A simple rule, present in painting as well as in photography, separates the space in 9 “equal” spaces with two vertical and two horizontal lines. The rule of thirds as it is called gives you points of interest where the lines intersect and that's where you'll want your main subject to be. This simple rule can also be used to balance your picture and is always worthy to keep in mind.
It is good to start with the subject centered to focus on it by pressing halfway the shutter release button. It is then possible to recompose the shot with the focus being locked on the subject who can now be anywhere in the scene.
These days though, many compact cameras will automatically detect faces and focus on them wherever they may be in the frame.
Natural light or flash?
If a bright spot in someone’s face is not the best way to use a flash, it can nonetheless be a useful tool. Many professionals make extensive use of the flash as it can often prove itself essential for a fill-in. In sand, snow or with the camera facing the sun, the sensor can be fooled by all the surrounding light causing the subject to appear dark in the picture when it's not lightened up with the complementary light of the flash.
In the case of an indoor portrait, if you don’t have a separate, multidirectional flash, stay a few meters away from your subject (use the zoom if needed) and turn on all the lights in the room. If the flash is still too strong, attach a light diffuser on it (a pantyhose could do the trick) so that it doesn't turn your subject's face into a white ghost.
The importance of visual contact
Always be at eye level with your subject, climb up for a tall one, crouch for a small one, always keep eye contact and see the world from your subject’s perspective.
Clean backgrounds are ideal: the emptier the background, the more we see the subject.

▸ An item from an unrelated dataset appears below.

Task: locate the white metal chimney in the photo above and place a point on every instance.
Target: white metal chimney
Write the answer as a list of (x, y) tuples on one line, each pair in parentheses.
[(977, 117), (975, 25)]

Complex backgrounds are distracting from the main subject and often riddled with problems. Look at your pictures and notice when plants seem to sprout from your subject's head.
Best times of day, sunrise and sunset
When taking a picture of a landscape, the best times are at the beginning and the end day. The sunlight, at these moments, is beautiful and doesn’t overwhelm the subject. On the contrary, it shows them on their best light and reveals details.
Pictures are often taken to help remember special moments or events. It can be exciting to go the extra distance and do more than a snapshot. Read the thousand words in the scene and make the picture scream them aloud. You won’t regret the extra effort when you look back at them.